Já a morte de Raulzito (Nilton Bicudo), também na primeira fase, no incêndio ficcional da Rhodes, fez algum estrago. Embora seu destino tenha sido determinante para o sucesso de Mauritânia (Thalita Carauta) como empresária, a parceria entre os dois era um ponto alto do enredo.

Mauri perdeu fôlego e humor junto com o interminável concurso Garoto Rhodes, feito sob o pretexto de exibir belos meninos em cena.

E olha que nem falamos do bebê Rivaldinho, que permaneceu do mesmo tamanho enquanto várias tramas se desenrolavam.

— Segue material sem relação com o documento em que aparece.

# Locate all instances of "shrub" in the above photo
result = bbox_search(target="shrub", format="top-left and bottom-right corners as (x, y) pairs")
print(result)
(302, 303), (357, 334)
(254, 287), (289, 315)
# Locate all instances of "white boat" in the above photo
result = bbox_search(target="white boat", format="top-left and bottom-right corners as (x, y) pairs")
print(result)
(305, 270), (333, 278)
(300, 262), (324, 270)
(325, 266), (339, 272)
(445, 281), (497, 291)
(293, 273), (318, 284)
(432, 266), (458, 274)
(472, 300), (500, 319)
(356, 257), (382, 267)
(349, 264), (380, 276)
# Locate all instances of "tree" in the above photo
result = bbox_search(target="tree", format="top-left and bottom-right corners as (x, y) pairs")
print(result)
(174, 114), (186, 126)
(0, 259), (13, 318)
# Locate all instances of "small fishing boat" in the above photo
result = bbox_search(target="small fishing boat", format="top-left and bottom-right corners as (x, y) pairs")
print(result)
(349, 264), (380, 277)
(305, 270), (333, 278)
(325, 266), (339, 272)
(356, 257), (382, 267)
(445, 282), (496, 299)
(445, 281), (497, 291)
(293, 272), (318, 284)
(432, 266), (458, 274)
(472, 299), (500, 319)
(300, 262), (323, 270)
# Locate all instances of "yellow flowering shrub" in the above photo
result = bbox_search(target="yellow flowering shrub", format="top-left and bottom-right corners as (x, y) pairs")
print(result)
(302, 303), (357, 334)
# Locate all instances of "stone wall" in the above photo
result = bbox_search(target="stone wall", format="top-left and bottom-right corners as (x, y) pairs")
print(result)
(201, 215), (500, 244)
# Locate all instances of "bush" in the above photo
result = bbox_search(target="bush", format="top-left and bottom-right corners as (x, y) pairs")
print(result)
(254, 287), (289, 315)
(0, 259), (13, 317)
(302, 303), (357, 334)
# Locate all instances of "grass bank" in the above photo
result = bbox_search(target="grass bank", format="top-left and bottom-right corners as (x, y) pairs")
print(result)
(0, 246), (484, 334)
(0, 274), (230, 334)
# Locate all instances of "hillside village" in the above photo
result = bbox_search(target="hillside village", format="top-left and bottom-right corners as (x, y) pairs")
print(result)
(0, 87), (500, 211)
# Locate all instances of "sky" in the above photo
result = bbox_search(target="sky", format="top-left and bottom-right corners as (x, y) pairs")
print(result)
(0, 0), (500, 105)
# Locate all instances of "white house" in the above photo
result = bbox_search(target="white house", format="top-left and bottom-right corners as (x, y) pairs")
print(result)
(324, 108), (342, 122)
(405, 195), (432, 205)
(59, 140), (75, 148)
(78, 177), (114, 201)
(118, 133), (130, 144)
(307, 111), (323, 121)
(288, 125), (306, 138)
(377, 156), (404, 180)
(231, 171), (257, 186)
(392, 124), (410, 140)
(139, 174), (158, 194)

Gente morria, gente engravidava, gente nascia, gente enricava, gente empobrecia, gente casava, gente separava, o mundo girava, e o menino ali, igualzinho.

A história se desidratou no eixo central, como se o roteirista da segunda fase não fosse o mesmo da primeira.

Zapping - Cristina Padiglione

Cristina Padiglione é jornalista e escreve sobre televisão. Cobre a área desde 1991, quando a TV paga ainda engatinhava. Passou pelas Redações dos jornais Folha da Tarde (1992-1995), Jornal da Tarde (1995-1997), Folha (1997-1999) e O Estado de S. Paulo (2000-2016). Também assina o blog Telepadi (telepadi.folha.com.br).